The annual UNIVANTS of Healthcare Excellence Award was given to credit the working partnership between Roche Diagnostics, Oxford University Hospitals NHS Foundation Trust and Oxford Academic Health Science Network. Their joint expertise resulted in a new test which predicts with much greater accuracy, whether a pregnant woman will develop Pre-eclampsia (PE) within the following seven days.

Pre- eclampsia is a hypertensive disorder of pregnancy, affecting 4-8% of women globally, causing major maternal and fetal morbidity. Roughly half of patients who are admitted to the hospital at risk of PE don’t end up suffering from the condition. Significant resources are used trying to identify PE mothers by measuring blood pressure and proteinuria. This is sub-optimal because these clinical signs have poor diagnostic accuracy, which means clinicians rely on clinical instinct.

“If you don’t have a firm diagnosis, you either incorrectly send someone with Pre-eclampsia home or incorrectly admit someone who doesn’t have Pre-eclampsia,” Vatish said. “Those are both bad outcomes for the professionals involved in their care.” 

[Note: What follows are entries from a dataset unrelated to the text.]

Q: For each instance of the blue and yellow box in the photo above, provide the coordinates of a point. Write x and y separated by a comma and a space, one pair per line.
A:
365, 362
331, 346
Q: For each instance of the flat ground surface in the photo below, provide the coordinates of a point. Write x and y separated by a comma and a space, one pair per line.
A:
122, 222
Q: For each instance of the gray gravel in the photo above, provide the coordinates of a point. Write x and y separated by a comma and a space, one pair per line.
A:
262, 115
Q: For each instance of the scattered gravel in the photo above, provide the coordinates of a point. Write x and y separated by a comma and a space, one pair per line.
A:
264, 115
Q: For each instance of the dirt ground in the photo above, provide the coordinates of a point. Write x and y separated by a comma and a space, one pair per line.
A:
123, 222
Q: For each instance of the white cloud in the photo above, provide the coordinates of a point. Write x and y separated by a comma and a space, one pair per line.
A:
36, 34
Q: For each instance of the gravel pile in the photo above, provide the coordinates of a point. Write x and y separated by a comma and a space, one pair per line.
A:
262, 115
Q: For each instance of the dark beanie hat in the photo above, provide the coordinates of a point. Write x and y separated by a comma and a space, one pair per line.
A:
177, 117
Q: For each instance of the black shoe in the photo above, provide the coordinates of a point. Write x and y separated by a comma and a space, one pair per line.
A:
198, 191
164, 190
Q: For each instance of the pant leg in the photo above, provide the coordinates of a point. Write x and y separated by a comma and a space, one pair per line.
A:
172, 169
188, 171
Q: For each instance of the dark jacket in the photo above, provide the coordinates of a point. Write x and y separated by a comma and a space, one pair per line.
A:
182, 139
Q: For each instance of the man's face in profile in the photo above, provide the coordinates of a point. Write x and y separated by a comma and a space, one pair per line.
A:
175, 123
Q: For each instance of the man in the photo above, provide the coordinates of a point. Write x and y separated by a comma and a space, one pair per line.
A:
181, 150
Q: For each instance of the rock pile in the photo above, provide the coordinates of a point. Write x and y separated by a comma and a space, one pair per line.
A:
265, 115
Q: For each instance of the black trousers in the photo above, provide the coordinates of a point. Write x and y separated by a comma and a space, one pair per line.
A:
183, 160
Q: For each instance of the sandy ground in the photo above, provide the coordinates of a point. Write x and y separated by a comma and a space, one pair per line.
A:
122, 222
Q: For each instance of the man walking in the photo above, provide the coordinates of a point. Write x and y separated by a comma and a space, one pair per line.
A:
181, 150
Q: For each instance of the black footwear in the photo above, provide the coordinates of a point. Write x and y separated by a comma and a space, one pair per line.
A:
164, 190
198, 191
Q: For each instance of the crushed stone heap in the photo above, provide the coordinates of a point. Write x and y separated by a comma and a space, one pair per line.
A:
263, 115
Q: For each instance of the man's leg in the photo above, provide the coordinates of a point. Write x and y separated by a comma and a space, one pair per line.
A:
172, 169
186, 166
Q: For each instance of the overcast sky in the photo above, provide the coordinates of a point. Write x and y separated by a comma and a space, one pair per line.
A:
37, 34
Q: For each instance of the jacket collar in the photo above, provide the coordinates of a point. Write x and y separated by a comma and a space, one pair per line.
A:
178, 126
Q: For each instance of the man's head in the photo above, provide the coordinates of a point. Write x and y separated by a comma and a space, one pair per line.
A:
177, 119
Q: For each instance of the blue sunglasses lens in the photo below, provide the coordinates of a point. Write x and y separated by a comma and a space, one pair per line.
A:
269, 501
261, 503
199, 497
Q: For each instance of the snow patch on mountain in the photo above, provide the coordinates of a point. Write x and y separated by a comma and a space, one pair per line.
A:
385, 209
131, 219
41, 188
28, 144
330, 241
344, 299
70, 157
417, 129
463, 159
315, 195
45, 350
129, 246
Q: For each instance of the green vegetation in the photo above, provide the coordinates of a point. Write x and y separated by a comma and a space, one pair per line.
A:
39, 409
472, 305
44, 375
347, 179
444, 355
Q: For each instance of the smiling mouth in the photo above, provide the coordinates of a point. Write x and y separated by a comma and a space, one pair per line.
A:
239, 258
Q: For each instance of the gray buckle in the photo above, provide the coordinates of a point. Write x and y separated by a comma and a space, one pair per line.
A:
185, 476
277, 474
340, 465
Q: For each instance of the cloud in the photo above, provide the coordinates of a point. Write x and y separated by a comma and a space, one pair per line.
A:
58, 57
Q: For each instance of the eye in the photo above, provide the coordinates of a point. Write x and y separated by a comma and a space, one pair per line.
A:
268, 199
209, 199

Dr Manu Vatish, Dr Sofia Cerdeira and Dr Tim James (Department of Clinical Biochemistry, Oxford University Hospitals NHS Foundation Trust) worked extensively around the potential use of laboratory tests that could offer clinicians reassurance of their PE diagnosis while avoiding hospitalization of patients who won’t develop the condition. They found significant opportunity in two angiogenic biomarkers: Placental Growth Factor (PlGF), and its receptor, Soluble Flt-1. These biomarkers showed a very powerful negative predictive value, meaning they were a reliable indicator of patients who were not likely to develop PE.

The test was developed by Roche Diagnostics and a clinical trial was run at the John Radcliffe Hospital (Oxford University Hospitals NHS Foundation Trust). Following improved patient outcomes, the Oxford Academic Health Science Network launched the test to other maternity units across the UK. It has been well-received by patients, who are often unnecessarily frightened when PE is explained to them during prenatal visits. Hospitalization can be a frustrating experience for patients who ultimately have their baby without issue.

This high profile award attracted 300 applications from 97 countries. It is a fantastic acknowledgment of how shared expertise across disciplines, including the core laboratory, can reshape care pathways and ultimately achieve better outcomes for patients, clinicians, payers and entire health systems.